Listening shows empathy. When people feel listened to and understood, they are more likely to work with you. You can work in tandem towards a common goal (or at least a compromise) much easier if you start out by showing that you are listening to them.

When you truly listen to somebody and they can feel you are listening to them, it’s a sign of respect. That’s why you have to start out with empathy and active listening to obtain the best results in any negotiation or sales process. It’s important to use both empathy and active listening throughout any conversation, but especially at the start, because first impressions really do count for something. Don’t dig yourself into a hole before you really get started by disrespecting the other person/party.

You have to understand what it is that the other side wants. What is the issue they want solved in order to provide the best response. What is their pain point and how we can alleviate their pain?
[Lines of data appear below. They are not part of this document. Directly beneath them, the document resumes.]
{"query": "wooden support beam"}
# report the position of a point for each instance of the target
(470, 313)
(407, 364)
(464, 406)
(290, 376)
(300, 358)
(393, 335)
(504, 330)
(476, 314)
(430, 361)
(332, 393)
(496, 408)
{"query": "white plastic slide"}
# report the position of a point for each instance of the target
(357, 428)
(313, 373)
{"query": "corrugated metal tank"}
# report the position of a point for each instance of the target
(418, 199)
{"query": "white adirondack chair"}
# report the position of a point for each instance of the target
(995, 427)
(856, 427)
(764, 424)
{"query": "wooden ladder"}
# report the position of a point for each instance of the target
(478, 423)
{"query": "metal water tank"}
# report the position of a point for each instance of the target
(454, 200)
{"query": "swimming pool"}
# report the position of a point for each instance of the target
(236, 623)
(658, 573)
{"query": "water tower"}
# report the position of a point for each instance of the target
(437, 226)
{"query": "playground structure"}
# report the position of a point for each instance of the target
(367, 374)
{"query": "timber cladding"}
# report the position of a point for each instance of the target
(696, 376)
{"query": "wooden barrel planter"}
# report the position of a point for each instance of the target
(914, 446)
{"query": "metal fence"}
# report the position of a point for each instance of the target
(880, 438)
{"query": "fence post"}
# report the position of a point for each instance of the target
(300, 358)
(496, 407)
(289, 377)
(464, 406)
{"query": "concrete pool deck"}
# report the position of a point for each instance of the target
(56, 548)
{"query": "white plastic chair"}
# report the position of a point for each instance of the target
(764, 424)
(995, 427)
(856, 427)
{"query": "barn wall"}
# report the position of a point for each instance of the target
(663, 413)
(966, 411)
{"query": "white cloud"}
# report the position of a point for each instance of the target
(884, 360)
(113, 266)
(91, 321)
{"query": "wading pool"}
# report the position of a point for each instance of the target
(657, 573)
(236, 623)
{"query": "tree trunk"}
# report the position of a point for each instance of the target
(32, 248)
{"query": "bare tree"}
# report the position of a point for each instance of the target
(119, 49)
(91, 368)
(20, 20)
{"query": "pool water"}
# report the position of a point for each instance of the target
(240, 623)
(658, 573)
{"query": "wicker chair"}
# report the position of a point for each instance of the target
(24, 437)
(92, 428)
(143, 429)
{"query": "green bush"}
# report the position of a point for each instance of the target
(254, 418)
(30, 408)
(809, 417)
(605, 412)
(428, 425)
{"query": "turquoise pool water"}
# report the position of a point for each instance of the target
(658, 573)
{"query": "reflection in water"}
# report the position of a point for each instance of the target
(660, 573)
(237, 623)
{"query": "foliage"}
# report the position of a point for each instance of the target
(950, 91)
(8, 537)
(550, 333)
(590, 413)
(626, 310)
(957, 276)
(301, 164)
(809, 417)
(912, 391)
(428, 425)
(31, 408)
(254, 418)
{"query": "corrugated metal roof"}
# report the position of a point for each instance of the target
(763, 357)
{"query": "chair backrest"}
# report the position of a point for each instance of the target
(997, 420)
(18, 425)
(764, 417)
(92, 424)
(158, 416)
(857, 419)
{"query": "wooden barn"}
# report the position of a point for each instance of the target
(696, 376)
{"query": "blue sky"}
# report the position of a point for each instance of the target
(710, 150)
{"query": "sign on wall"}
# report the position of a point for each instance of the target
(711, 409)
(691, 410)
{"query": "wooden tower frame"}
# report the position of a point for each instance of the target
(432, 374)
If you go in with the same sales pitch every single time, it may work in certain situations, but your solution may be completely wrong for them in other situations. Listen, dig deeper, and empathize with what they are feeling to show respect and to get further in negotiations.

Go into every negotiation or sales pitch with one thing in mind: How can we make this a win-win situation so both sides leave happy, nobody leaves holding a grudge over the other side, and you don’t hurt yourself in future business with that person or their friends?
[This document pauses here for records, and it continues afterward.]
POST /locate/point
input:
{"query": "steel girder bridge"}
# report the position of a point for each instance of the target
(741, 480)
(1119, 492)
Letting our experiences shape our perceptions

Perception is interesting. What one person perceives as good event can be perceived by another person as bad. One person could ask you an innocent question, such as, “why are you doing that?” And they’re genuinely curious because they haven’t seen someone do what you’re doing before, or at least haven’t seen it done in that way. If you perceive this the wrong way, you may automatically get defensive – thinking that they are judging you. But, in reality, they are just curious.

I feel that we assume we know what another person is thinking, or what their intentions were when they did something, way too often. We think too deeply about their words or actions, when it would be better if we just dig deeper and asked them more questions so that we could gain a better understanding of what they’re really trying to ask/accomplish.
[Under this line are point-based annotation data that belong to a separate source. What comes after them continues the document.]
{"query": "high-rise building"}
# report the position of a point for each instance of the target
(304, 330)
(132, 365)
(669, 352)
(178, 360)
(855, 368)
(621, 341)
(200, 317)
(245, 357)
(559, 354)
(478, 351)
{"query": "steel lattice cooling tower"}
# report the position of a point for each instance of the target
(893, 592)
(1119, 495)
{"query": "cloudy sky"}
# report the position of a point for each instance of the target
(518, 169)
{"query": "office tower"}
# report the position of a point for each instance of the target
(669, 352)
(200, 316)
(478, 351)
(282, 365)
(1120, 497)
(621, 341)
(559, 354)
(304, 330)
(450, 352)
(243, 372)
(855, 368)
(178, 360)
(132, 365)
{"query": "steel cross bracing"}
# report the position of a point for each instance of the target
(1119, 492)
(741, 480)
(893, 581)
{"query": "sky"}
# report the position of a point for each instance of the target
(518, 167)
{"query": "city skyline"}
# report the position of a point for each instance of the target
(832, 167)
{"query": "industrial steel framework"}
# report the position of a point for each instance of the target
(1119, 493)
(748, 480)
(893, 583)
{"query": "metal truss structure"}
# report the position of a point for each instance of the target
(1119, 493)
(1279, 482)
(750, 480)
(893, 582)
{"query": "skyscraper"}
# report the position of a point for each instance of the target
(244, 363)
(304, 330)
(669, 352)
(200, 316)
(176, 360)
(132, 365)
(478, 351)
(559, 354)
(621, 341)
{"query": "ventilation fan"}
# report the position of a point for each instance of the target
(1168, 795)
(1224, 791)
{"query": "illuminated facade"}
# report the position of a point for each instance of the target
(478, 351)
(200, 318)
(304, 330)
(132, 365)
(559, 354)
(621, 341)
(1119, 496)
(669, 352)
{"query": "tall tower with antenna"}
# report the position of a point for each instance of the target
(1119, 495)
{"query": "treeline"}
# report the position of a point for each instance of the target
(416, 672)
Our perceptions are based on our mindset and our previous life experiences. Sometimes there is a deeper meaning to why something was said/done, but other times, the person/animal was just making conversation or acting on instincts. For example, I was listening to a podcast the other day when the host talked about hearing a dog bark. For him, that triggers the fight or flight response. He was bitten by dogs three times as a kid, so hearing a dog bark equates to danger in his mind. But for someone like me, growing up with dogs and always having good experiences with them, I may feel happiness when I hear a dog bark. Ultimately though, the dog is just barking. We don’t know if it is a good or bad thing (and depending on who is looking at it/hearing it, it could be both). The barking is what it is. The dogs may see a squirrel. It may be playing with other dogs. Or, it could be protecting a bone, its home, or its owner.

It’s only natural to be shaped by our experiences and to project what we think something means when we encounter others. But, we should be careful to assume we know the meaning or the reasoning behind someone’s words/actions. Don’t get defensive if someone asks you a question. Instead, dig deeper to see what they’re truly asking (if there is a deeper meaning).